Being in a long-distance relationship had its challenges. He was fixated on the narrative of what we should be doing: how we should be navigating our logistical issues, what made logical sense for us to do so that it could work. I shared these concerns, but they didn’t really worry me. Fighting for something that seemed impossible didn’t seem hard when you knew that the other person was worth it. I wanted him to live in the moment, to forget about the structures of plot, to allow himself to enjoy our time together without already looking ahead to define the ending, or conclusion, because we were still writing the story together. All that mattered was if we made each other happy, and that was a question we always knew how to answer.
I’ve been on both sides. I’ve suffered through debasing plotlessness while also needing arcs and plotlines and character development to make sense of my life, to give it meaning, to make it worth something, to make me understand the impossible. Because I think all that we’re doing is trying to understand ourselves, and each other.

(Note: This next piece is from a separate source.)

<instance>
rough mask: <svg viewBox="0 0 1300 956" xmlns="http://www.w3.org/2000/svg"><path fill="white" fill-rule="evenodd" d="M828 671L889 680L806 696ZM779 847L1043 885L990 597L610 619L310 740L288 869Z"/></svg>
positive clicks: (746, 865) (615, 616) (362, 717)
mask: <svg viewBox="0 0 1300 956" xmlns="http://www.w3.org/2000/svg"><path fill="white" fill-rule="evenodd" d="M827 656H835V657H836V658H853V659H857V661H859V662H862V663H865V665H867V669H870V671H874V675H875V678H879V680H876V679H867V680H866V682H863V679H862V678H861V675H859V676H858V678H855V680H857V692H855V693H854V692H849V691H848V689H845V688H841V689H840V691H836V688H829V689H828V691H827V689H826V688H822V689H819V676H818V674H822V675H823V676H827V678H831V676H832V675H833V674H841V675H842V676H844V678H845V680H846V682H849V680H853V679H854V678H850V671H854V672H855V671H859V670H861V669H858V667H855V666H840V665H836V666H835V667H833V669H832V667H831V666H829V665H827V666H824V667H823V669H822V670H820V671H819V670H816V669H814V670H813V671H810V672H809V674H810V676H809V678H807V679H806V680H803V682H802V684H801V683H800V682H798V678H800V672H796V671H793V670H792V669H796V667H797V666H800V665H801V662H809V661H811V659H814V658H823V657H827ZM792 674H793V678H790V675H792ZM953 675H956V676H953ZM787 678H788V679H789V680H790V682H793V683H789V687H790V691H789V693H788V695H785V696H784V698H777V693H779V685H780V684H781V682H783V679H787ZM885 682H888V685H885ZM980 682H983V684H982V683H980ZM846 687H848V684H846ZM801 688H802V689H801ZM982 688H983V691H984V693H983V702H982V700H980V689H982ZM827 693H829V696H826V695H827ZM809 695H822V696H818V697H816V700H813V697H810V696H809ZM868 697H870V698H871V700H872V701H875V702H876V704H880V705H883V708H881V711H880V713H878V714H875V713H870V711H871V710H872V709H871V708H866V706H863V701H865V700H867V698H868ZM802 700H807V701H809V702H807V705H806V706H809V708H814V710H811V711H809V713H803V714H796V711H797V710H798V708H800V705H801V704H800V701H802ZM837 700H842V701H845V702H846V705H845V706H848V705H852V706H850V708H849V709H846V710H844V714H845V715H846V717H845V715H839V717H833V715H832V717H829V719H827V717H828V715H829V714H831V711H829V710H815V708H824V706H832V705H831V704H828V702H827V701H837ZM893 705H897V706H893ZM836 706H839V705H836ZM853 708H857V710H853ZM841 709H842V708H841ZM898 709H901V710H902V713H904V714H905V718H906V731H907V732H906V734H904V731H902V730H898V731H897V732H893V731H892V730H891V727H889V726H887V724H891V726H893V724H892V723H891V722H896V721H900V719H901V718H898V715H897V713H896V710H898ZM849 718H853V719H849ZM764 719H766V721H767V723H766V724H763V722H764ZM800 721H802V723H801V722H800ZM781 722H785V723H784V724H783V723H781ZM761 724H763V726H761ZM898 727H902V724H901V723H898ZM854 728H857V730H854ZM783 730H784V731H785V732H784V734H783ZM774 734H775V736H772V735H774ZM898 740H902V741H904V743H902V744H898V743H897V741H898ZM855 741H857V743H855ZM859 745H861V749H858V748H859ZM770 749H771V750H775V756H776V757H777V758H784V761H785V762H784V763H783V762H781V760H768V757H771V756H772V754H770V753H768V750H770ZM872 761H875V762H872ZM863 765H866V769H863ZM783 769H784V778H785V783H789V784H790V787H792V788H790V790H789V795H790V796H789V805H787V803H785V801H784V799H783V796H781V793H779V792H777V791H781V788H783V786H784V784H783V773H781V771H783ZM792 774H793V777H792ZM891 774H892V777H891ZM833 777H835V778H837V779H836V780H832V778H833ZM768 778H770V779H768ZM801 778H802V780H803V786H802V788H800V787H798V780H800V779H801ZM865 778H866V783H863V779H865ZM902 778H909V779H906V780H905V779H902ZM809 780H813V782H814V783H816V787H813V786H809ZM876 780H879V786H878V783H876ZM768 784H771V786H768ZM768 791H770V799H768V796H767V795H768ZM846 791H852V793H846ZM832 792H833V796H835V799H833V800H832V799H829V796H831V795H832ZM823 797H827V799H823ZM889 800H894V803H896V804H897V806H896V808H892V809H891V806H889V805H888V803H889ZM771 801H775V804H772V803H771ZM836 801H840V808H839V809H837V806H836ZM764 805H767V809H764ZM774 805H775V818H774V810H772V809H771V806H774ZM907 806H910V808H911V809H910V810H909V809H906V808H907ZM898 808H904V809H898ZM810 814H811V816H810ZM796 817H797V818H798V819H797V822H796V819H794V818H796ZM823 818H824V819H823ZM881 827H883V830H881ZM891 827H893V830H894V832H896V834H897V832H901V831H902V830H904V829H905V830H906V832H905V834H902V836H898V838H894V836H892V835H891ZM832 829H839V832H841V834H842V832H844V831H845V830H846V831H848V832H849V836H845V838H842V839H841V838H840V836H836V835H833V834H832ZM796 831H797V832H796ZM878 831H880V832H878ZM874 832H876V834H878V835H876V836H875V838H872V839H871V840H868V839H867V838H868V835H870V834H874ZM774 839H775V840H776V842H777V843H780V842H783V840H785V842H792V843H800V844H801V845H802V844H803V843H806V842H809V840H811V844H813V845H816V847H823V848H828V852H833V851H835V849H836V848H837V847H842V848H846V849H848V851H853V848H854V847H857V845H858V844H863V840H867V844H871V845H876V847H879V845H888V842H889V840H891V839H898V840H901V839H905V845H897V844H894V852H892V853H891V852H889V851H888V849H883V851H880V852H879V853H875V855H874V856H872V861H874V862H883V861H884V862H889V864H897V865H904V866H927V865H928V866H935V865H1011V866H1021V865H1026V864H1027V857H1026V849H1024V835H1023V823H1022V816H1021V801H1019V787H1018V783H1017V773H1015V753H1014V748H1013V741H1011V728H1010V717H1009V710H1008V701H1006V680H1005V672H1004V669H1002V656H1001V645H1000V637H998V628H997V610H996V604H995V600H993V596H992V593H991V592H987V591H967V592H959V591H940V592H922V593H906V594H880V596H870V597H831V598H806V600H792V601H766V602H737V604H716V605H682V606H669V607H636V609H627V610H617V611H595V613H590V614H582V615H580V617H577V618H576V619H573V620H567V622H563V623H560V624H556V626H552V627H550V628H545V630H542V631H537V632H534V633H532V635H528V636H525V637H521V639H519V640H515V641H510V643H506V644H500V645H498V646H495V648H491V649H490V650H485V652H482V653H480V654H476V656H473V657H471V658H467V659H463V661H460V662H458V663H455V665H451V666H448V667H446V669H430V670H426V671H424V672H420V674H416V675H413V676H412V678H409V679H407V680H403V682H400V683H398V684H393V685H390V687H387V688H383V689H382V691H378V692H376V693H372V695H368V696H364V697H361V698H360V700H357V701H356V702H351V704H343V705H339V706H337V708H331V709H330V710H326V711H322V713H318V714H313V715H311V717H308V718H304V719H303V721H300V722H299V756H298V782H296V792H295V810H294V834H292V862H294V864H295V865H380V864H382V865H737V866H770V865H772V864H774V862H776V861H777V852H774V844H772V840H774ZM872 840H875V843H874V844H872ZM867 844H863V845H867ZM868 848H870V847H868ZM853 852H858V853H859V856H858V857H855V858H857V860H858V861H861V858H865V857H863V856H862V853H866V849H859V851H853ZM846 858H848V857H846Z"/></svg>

So much about the human experience is allowing yourself to do things for the plot even if it seems daunting. If it is the wrong move, then you’ve learned something. You can grow from your mistakes, course-correct. But to take a chance on something, and to take risks, is to experience something new and profound. Allowing yourself to experience things beyond your wildest imagination is the point of life. We are constantly writing our own stories, tossing out discarded storylines, arcs that don’t enhance the plot or character development. The people who no longer serve us get written out of the storyline so that we can make room for new ones.
I lost a bit of myself during that time, and the pain has changed me forever. But the love did, too. I can’t return to who I was before the relationship because I have outgrown that version of myself. Falling in love as deeply as I did changed me because it allowed me to believe something so much bigger than myself. It is spring now. Winter has ended, and I will have no more use for my Elliott Smith records until at least fall, and plan to be spinning Madonna’s “Express Yourself” instead. I’d lost a sense of myself for a period, and who I was, but I know now that what is ultimately worth living for are the stories that we get to tell.